Use of Tech in Marketing Is a Retail Trend That’s Here to Stay
In recent Retail Sentiment Surveys, we’ve closely tracked our tenants’ growing use of technology in marketing, and the trend appears to continue unabated. For the holidays, 74.2 percent of survey respondents incorporated technology such as mobile apps, social media, email and text message marketing into their promotional mix. Among those respondents, 63.2 percent said they believe the efforts bolstered holiday sales performance. Additionally, 44.9 percent of all respondents indicated they will add or enhance marketing efforts involving technology in the coming year.
Technology innovations are entrenched in how the retail industry does business, and our survey pool reflects this. Our respondents are seeing direct benefits, especially in social media, mobile apps and email. It is encouraging to hear how these new tools are making a difference.

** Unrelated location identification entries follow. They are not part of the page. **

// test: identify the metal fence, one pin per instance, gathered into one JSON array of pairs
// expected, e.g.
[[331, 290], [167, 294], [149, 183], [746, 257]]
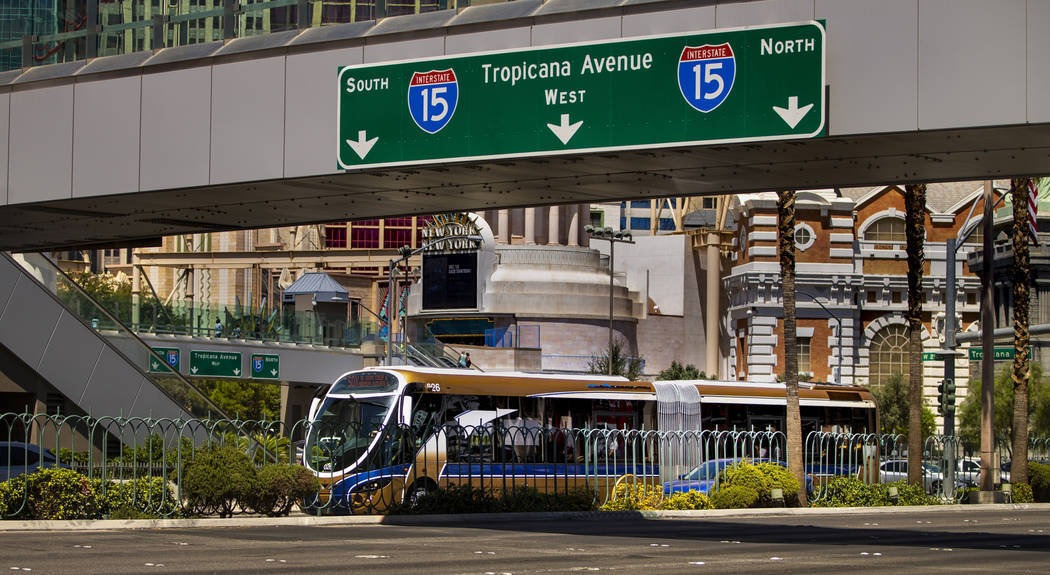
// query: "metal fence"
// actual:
[[399, 464]]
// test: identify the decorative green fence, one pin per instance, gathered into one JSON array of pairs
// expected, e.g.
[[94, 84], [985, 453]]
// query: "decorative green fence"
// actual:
[[143, 462]]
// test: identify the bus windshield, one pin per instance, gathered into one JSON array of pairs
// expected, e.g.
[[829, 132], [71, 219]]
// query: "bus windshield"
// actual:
[[342, 430]]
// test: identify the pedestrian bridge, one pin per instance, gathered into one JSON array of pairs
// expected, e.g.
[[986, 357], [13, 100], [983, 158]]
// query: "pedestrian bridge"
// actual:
[[243, 133]]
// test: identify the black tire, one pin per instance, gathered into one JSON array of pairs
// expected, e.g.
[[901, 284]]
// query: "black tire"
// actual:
[[419, 489]]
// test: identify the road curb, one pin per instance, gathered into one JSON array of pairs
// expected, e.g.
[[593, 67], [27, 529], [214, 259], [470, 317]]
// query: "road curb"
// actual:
[[309, 520]]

Several third-party reports support our findings. The Consumer Electronics Association indicated more than half of shoppers who use mobile devices prefer to look up information while shopping, rather than talk to store employees. And BDO recently found that 84 percent of retailers are using social media, with this platform projected to comprise an average of 19 percent of their marketing efforts this year.
2014: All Around It was a Very Good Year
The U.S. Census Bureau announced a 4.0 percent rise in retail sales in 2014. Over half of our survey respondents (51.7 percent) reported 2014 sales levels above or the same as 2013, a slight uptick from the 2013 post-holiday survey, when just under half (49.4 percent) reported the same or higher sales year over year.
Levin’s retailers feel good about what 2015 will bring. A full 67.0 percent of respondents are optimistic about the coming year’s potential. And it’s important to note that this percentage is higher than the average for the prior three years (65.1 percent).
Retailers have reason to be positive. Overall indicators for the retail industry point to further positive momentum. Gas prices are down. Unemployment is down. And consumer confidence and spending are rising. We expect continued steady growth in the near term, and our tenants appear to mirror this sentiment.
Levin’s next retail sentiment survey will be conducted in late May and early June, gauging mid-year performance. Watch for the results here on our blog.